The Obama administration has expressed skepticism about the pipeline project and is widely expected to reject it once the State Department review is complete. All Republican contenders for the presidential nomination support its construction and all candidates for the Democratic nomination oppose it.

The review process timeline can be attributed in part to politics and in part to complexity of process. Secretary Earnest described its history as politicized, possibly more than “[any] infrastructure project in the history of the United States.”

For procedural delay the state level review in Nebraska has been noteworthy. The State Department waited several years while the Nebraska courts decided the fate of the pipeline's route. The final decision came on appeal in January 2015, giving a green light to the route and clearing TransCanada's way for a federal review. Additional lawsuits have recently forced the company to restart the state-level process, now with the Nebraska Public Service Commission; this is the source of delay referenced in TransCanada's recent letter. 

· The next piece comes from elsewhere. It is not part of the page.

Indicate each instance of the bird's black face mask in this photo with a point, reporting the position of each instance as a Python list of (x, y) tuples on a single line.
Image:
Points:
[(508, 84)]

The pipeline is intended to carry Canadian oil sands crude across the border and through some six states to connect with existing pipelines at a terminal in Nebraska. TransCanada has already spent $2.5 billion on it, with the full cost projected to be in the range of $10 billion due to delays.

The bulk of the Keystone XL crude could be expected to go to refiners on the Gulf Coast, many of which export refined product to global markets, and there is considerable debate over what effect the extra crude supply would have on product prices. Additionally, in light of the recent drop in crude prices, uncertainty exists about the cost competitiveness of Canadian oil sands crude, a relatively capital- and energy-intensive product.

A decision on the pipeline could affect the future of foreign and domestic product shipment volumes from Gulf Coast refineries, domestic crude prices, and product prices for diesel and bunker fuels.